Mainland China’s unwavering aversion to cryptocurrencies is not new. The country had already prohibited financial transactions involving bitcoin and other digital tokens back in 2018. This prosecution follows the Chinese government’s 2021 announcement of a comprehensive crackdown on cryptocurrency mining, highlighting its unwavering regulatory approach towards crypto activities.

Filecoin, the center of this controversy, is a unique cryptocurrency that operates on a decentralized storage network. It rewards storage providers with tokens and is a brainchild of Protocol Labs, also responsible for the decentralized file-sharing network, Interplanetary File System (IPFS). While IPFS enjoys a significant following in mainland China, its use has sometimes extended to sharing prohibited content, further complicating its status.

China’s stringent cryptocurrency oversight isn’t confined to this one instance. In 2021, executives from Filecoin mining and storage service provider RRMine faced investigations by the Chengdu police. Such events underscore Beijing’s heightened scrutiny of all crypto-related activities.

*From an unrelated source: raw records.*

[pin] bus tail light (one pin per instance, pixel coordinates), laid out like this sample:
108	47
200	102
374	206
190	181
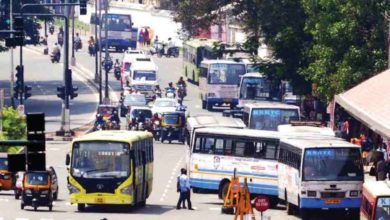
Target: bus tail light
73	189
210	94
127	190
311	193
354	193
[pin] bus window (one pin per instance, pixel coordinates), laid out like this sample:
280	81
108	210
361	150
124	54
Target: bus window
383	208
228	147
208	145
218	146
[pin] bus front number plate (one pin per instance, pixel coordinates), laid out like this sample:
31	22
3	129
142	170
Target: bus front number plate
332	201
99	200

Yet, even amidst this regulatory hostility, cryptocurrency usage has demonstrated resilience in the country. The persistence of crypto can be seen in various cases, from money laundering activities involving substantial sums to the data from collapsed exchange FTX, indicating 8% of its clientele hailed from China. Despite Beijing’s ban, the country’s rank improved in Chainalysis’ 2022 Global Crypto Adoption Index.

While China is staunch in its stand against cryptocurrencies, it is endorsing Hong Kong’s ambition to evolve into a crypto epicenter. As Hong Kong charts its crypto journey with regulations for trading on centralized exchanges and the recent licensing of its first crypto exchanges for retail consumers, the contrasting policies of these two regions will undoubtedly shape the crypto landscape in the future.